Por mi trabajo tengo la suerte de conocer casi todas las islas y ser testigo de muchos cambios en los ecosistemas. En este caso era la primera vez que trabajaba en la zona agropecuaria de Santa Cruz y me llamó mucho la atención ver una muy marcada diferencia entre las propiedades colindantes con el área protegida con otras propiedades privadas. Pues en aquellas cuyo uso es turístico, resultaba evidente el esfuerzo que hacen por mantener buenas condiciones para las tortugas. Sin embargo, también mantienen las pozas llenas, lo cual resulta contraproducente. En aquellas exclusivamente agrícolas, en cambio, se nota mucho trabajo para producir; pero sin duda la presencia de las tortugas debe ser vista como un problema, por eso tienen cercas que hacen imposible que ingresen. Finalmente, estaban aquellas propiedades que están abandonadas o con muy poca superficie trabajada, en donde hay presencia de tortugas. Estas áreas están invadidas de hormiga negra y una diversidad de plantas introducidas, especialmente mora, guayaba, sauco y tradescantia, convirtiéndose así en una fuente inagotable de dispersión de estas especies invasoras hacia las áreas de Parque. Una vez que las tortugas consumen estas plantas con sus miles de semillas, llevan estas semillas por toda su área de vida.

Cuando terminamos el censo, mi curiosidad por saber cuántas tortugas existen en la población de C. donfaustoi era muy grande. Nos reunimos todos en El Cascajo. Novarino Castillo muy gentilmente nos prestó su casa para hacer nuestro centro de operaciones y entre otras cosas hacer cuarentena y recopilar los datos obtenidos. Con nuestros formularios de campo llenos y GPS en mano nos ubicamos en torno a Wacho Tapia quien fue el líder del proyecto y en orden iba recibiendo de cada grupo los datos y descargando la información de los GPS a su computador.

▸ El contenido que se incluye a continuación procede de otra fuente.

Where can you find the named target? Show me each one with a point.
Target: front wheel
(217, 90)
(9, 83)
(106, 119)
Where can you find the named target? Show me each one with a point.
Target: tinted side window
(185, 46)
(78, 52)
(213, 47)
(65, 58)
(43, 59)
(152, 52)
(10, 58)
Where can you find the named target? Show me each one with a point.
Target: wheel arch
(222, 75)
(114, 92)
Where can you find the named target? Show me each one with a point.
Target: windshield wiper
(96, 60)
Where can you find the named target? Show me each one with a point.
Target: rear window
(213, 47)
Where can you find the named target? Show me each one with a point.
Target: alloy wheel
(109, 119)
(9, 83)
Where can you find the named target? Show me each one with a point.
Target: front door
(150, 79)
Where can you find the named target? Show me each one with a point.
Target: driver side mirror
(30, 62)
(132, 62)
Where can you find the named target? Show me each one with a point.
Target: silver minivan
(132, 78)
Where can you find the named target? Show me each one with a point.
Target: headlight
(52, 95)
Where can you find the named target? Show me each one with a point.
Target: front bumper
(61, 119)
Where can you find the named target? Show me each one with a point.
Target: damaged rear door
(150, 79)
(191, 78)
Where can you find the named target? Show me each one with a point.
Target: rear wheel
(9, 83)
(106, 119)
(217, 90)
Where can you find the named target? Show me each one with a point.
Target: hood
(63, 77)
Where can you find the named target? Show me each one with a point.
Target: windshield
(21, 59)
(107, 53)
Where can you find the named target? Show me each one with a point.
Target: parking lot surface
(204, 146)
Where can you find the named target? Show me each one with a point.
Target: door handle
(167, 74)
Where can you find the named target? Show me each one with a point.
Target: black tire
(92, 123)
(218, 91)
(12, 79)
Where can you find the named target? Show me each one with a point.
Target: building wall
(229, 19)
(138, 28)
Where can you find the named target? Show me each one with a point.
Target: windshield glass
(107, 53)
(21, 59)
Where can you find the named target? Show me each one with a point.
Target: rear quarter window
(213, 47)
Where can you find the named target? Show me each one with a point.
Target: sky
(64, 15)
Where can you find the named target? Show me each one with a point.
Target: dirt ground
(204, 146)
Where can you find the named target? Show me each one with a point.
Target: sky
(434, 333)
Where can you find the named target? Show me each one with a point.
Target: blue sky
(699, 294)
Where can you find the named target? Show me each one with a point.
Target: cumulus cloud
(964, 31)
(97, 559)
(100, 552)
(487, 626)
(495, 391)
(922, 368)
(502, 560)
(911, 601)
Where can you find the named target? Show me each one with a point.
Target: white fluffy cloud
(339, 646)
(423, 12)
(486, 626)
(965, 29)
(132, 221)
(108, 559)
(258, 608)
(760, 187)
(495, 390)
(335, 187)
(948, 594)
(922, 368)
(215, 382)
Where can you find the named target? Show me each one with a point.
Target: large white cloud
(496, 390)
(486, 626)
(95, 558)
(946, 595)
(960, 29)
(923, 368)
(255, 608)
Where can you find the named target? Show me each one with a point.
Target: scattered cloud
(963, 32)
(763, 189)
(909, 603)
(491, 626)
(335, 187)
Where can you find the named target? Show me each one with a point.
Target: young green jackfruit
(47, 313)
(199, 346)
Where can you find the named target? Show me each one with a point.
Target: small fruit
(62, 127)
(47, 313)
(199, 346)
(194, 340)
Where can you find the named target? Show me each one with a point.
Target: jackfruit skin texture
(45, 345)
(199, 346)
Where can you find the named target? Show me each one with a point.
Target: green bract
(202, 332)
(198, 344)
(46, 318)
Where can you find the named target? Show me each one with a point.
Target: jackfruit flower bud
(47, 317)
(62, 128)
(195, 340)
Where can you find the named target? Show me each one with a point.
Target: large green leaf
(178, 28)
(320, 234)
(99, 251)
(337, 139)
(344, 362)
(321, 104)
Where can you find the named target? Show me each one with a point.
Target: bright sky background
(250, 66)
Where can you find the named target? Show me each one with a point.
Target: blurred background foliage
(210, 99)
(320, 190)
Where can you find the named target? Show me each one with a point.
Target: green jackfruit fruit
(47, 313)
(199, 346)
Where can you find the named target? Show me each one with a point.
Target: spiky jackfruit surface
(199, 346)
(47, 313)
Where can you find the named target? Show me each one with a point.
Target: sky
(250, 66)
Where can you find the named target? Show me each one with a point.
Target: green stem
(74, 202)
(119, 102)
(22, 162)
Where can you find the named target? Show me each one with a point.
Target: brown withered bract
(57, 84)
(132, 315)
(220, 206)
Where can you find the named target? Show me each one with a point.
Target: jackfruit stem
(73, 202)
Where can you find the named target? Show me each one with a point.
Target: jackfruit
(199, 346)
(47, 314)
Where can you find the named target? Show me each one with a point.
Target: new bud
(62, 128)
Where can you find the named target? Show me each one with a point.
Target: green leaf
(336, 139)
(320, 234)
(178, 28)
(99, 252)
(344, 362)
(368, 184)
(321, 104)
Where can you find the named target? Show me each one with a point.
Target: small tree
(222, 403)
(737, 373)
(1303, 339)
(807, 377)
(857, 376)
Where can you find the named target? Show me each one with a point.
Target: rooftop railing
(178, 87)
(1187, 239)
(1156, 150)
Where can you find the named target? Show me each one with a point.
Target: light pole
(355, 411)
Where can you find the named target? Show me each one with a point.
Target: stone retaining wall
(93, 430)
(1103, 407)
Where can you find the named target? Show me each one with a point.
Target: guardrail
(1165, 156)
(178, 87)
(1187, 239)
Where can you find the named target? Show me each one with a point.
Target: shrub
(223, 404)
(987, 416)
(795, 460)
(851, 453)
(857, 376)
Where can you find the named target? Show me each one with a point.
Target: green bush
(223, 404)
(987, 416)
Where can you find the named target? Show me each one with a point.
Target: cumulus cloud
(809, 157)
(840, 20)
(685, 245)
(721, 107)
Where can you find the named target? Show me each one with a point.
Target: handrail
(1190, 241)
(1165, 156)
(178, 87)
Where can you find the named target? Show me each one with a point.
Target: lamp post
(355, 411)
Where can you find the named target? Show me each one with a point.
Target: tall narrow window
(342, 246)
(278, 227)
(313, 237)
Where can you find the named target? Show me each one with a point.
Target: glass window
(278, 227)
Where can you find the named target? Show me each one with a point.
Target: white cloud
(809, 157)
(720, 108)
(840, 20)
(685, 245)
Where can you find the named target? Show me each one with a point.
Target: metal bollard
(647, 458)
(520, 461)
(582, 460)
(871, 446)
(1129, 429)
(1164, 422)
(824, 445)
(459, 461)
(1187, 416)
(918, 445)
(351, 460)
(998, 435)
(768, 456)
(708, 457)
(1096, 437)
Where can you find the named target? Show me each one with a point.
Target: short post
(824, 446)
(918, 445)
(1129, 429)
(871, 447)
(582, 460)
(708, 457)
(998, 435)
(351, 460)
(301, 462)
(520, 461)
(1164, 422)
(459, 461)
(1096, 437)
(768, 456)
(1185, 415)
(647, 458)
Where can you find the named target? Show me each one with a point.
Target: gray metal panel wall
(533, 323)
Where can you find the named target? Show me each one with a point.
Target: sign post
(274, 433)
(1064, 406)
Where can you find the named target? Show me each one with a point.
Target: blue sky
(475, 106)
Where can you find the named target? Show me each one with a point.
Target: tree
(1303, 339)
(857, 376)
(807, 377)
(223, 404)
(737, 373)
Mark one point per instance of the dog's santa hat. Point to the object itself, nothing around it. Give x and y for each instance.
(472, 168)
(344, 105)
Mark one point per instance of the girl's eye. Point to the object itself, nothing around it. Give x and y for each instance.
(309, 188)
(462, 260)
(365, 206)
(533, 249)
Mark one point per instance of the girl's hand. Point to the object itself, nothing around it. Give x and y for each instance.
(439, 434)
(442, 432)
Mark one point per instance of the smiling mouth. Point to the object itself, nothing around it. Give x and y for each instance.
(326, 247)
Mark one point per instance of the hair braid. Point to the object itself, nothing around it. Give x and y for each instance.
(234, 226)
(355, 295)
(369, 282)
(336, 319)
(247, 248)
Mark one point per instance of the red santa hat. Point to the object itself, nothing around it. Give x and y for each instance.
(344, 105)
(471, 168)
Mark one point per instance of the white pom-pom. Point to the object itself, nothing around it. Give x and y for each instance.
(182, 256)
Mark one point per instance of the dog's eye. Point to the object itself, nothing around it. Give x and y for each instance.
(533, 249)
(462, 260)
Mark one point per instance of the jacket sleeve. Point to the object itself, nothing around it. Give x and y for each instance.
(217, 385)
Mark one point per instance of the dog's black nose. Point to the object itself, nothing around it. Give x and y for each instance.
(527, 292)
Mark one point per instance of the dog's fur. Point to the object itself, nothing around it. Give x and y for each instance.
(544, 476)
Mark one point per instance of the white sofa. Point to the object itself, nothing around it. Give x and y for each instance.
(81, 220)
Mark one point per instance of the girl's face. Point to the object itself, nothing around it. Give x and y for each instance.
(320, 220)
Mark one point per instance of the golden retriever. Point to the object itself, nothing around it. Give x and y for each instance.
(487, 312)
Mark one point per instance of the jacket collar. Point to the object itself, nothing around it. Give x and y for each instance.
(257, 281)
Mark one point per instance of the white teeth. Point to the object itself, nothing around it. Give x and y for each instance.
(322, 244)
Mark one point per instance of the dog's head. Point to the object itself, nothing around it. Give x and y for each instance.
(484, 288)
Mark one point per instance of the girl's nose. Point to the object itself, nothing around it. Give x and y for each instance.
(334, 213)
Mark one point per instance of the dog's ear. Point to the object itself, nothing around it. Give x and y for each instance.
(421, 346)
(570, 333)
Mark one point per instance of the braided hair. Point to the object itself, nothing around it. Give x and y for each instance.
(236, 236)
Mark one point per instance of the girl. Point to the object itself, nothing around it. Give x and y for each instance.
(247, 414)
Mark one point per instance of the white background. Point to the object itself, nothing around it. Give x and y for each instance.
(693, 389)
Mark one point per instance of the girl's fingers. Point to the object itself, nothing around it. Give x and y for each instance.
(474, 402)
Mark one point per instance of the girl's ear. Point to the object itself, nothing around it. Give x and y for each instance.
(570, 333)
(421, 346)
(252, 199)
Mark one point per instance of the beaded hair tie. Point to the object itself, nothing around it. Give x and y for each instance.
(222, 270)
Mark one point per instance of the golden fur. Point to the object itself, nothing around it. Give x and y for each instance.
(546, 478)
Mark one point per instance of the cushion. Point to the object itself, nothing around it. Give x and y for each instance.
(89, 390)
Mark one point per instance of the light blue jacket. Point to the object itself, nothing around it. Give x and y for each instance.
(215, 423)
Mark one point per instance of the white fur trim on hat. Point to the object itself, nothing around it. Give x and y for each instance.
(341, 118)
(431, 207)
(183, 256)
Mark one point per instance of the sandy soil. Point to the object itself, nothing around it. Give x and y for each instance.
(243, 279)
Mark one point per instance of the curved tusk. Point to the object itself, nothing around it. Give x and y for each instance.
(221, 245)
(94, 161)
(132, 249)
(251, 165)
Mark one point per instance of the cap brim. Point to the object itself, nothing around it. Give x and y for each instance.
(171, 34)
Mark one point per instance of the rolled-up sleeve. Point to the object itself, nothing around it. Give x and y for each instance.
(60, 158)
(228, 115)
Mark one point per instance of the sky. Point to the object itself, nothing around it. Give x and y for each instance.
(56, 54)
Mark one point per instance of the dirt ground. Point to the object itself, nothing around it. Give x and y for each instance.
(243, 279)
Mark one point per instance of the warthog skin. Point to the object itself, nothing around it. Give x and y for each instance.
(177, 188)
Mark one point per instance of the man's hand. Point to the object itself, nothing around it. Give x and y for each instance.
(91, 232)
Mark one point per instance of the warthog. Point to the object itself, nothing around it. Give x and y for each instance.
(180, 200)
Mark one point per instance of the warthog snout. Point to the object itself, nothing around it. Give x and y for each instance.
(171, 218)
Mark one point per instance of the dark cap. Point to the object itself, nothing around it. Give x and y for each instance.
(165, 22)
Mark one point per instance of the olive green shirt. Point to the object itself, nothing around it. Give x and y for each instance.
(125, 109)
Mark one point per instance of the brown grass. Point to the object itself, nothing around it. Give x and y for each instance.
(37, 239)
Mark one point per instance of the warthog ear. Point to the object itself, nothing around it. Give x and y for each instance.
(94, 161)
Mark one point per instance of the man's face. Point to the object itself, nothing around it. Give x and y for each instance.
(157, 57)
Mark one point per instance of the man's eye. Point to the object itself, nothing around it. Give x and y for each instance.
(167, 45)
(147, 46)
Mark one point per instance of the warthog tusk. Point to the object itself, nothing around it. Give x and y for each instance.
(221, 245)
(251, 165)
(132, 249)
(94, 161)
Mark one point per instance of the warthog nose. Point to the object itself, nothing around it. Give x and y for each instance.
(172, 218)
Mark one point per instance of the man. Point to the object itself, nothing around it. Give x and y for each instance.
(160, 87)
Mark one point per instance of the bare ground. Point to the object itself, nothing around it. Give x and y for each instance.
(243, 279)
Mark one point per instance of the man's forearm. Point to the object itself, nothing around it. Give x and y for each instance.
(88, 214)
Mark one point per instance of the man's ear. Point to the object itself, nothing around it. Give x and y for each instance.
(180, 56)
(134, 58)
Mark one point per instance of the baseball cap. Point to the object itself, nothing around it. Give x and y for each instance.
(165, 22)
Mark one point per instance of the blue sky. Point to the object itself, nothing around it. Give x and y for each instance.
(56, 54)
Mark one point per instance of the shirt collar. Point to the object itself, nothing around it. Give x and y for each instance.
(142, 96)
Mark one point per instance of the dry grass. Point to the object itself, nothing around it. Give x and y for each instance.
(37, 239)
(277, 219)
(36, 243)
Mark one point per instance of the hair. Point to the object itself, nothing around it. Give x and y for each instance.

Fue muy emocionante y satisfactorio a la vez, ver como cada grupo había recorrido en su totalidad su bloque de búsqueda, de forma que el mapa se llenó de líneas, una más intrincada que otra, ya que la dirección de los recorridos dependió de la densidad de la vegetación. Luego Wacho unió rápidamente los datos de los 12 grupos, para descubrir que habíamos logrado localizar, capturar y marcar con un microchip 403 tortugas. Un aspecto interesante fue que por lo menos el 30% de las tortugas adultas fueron encontradas en el límite entre la zona agropecuaria y el Parque Nacional. Lo que evidenciaba que debido a la extrema sequía que había en la zona baja y que la temporada de anidación estaba terminando, muchos machos y hembras estaban migrando hacia las zonas altas donde tienen alimento y agua.

Una vez más la misión fue cumplida y ya vendrán otros trabajos similares, los cuales los hacemos con responsabilidad y pasión — siempre recordando que Galápagos no es solo de los galapagueños ni de los ecuatorianos, sino que Galápagos le pertenece al mundo. Por lo tanto, debemos cuidarlo pues nos están mirando.